Mirror Familiar Patterns to Cut Learning Friction

Users regained confidence when Qwen transitioned chat to delivery-app-like interfaces: category navigation, item lists, product pages matching Meituan's layout. One user said, 'This looks familiar,' easing mechanics focus. But carousels for shop recommendations hid total options (e.g., showing one at a time without counts), leading users to assume limited choices and switch apps. Use grids, lists, or counts (e.g., '12 shops nearby') for larger sets; proven patterns like carousels suit small subsets only, preventing perceived scarcity.

Transparent Data Access Prevents Privacy Alarms

Users distrusted aggressive promotions (e.g., free milk tea) and freaked when Qwen auto-surfaced full Taobao-saved addresses post-authorization—before item selection—due to buried gray-text explanations. Perceptions of broad data leaks (e.g., shopping history) drove 2 participants to abandon for traditional apps.
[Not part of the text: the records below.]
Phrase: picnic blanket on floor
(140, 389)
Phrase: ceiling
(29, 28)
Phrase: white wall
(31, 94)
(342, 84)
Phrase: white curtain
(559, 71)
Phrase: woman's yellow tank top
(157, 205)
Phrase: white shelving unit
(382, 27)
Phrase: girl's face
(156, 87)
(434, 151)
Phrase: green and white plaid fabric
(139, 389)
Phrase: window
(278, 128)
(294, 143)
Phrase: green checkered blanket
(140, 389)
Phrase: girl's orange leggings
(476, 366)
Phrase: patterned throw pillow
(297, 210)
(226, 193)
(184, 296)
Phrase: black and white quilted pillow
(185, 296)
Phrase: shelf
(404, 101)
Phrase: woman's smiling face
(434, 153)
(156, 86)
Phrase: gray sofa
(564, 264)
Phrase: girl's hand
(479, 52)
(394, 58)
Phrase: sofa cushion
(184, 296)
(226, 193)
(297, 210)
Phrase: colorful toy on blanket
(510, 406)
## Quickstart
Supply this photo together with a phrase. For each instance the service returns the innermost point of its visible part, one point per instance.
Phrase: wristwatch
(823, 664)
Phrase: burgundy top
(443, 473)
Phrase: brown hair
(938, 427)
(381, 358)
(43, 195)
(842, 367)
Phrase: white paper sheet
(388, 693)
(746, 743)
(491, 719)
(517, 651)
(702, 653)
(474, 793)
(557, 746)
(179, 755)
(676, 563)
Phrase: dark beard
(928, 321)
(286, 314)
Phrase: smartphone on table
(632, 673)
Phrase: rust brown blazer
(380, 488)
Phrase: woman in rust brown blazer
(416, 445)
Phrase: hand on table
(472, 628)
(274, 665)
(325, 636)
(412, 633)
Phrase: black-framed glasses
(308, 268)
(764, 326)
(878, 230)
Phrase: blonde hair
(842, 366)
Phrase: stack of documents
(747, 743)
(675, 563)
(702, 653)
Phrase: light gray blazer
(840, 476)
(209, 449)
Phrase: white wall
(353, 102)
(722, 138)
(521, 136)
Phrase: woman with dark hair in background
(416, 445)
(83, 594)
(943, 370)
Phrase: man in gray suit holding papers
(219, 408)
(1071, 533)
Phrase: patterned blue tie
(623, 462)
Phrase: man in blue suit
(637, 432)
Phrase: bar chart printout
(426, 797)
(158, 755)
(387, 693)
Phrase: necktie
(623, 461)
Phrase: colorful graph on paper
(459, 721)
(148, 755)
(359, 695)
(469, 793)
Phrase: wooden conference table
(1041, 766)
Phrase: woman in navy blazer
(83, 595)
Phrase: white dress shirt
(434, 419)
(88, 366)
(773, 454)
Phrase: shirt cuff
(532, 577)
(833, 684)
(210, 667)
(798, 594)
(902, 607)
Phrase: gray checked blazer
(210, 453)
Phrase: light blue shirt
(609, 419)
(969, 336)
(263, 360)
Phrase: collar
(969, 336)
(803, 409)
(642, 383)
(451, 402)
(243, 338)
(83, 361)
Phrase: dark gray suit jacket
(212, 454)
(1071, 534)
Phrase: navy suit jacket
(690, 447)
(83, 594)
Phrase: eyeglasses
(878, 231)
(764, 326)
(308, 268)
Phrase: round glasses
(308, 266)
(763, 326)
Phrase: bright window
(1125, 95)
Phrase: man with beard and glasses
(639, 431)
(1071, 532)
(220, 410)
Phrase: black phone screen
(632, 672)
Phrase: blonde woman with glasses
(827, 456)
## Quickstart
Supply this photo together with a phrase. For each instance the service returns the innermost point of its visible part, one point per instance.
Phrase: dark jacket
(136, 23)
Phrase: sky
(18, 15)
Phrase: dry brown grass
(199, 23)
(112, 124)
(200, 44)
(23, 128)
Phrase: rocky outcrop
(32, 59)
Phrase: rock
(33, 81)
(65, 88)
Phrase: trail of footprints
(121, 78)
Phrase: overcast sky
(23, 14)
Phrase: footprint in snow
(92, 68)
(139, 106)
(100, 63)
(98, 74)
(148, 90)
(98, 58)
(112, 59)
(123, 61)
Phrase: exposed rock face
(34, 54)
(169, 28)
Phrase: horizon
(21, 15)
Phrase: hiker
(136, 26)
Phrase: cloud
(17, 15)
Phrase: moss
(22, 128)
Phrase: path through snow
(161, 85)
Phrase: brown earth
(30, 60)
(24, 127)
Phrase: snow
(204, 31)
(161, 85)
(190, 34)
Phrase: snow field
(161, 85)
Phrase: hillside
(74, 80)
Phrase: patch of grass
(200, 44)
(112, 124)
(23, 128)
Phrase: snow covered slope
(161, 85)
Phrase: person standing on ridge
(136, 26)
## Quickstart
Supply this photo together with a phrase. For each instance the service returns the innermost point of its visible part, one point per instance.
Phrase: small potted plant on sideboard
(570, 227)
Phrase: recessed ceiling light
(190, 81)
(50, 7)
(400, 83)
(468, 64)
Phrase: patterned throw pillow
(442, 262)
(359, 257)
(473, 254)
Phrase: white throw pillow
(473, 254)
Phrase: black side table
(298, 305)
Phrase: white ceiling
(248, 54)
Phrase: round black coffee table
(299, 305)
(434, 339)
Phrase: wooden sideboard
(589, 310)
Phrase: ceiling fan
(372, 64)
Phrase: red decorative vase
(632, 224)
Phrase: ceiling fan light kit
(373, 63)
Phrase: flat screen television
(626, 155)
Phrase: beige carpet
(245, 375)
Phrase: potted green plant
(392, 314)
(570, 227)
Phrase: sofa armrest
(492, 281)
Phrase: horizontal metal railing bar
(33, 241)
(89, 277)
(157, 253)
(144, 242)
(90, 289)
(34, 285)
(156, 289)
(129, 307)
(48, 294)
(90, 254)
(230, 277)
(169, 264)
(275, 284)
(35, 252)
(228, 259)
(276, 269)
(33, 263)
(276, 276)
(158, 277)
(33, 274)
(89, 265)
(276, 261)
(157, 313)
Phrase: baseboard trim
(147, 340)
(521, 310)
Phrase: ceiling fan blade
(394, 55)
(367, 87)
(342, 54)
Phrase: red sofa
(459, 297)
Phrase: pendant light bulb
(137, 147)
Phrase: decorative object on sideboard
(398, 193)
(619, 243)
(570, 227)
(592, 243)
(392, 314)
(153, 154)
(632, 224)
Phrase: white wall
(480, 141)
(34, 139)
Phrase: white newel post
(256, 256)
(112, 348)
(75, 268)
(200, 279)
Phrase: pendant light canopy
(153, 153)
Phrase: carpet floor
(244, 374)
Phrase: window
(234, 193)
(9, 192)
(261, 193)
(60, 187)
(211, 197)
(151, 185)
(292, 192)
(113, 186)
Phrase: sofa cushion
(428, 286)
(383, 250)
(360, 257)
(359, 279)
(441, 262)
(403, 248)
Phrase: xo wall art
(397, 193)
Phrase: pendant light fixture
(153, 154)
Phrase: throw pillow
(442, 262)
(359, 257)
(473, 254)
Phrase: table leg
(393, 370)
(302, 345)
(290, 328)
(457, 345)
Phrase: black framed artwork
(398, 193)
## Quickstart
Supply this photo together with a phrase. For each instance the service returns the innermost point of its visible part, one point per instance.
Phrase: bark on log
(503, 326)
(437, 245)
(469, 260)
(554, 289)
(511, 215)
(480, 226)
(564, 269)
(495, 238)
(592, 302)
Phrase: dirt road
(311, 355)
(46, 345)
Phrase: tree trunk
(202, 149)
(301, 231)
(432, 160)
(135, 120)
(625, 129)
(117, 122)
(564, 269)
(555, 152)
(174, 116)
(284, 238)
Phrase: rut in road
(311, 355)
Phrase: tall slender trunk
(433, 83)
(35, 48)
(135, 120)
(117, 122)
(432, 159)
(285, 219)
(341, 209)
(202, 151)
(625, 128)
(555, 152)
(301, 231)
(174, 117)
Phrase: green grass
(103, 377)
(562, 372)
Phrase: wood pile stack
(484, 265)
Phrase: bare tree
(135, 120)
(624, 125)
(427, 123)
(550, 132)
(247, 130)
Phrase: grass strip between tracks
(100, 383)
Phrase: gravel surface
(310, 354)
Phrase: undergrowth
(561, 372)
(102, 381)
Mitigate with: (1) active acknowledgment on auth screens stating exact data accessed; (2) contextual explanations before display (e.g., 'Using ZIP for nearby shops'); (3) minimal data reveal (ZIP during browse, full address at checkout only). This matches minimal-needed principle, rebuilding trust.

Full Transparency Preserves Autonomy and Decisions

Qwen let users edit mid-flow, review orders, and pay via AliPay authentication, retaining control. But hidden fees jumped milk tea from ¥1.6 to ¥10.2 (adding delivery/packaging, unmet ¥16 minimum), misleading users to compare elsewhere. Flight options lacked baggage info, forcing app switches despite narrowed choices. Always surface decision-critical details (fees, thresholds, allowances) upfront—efficiency without info erodes trust; informed control fosters repeat use.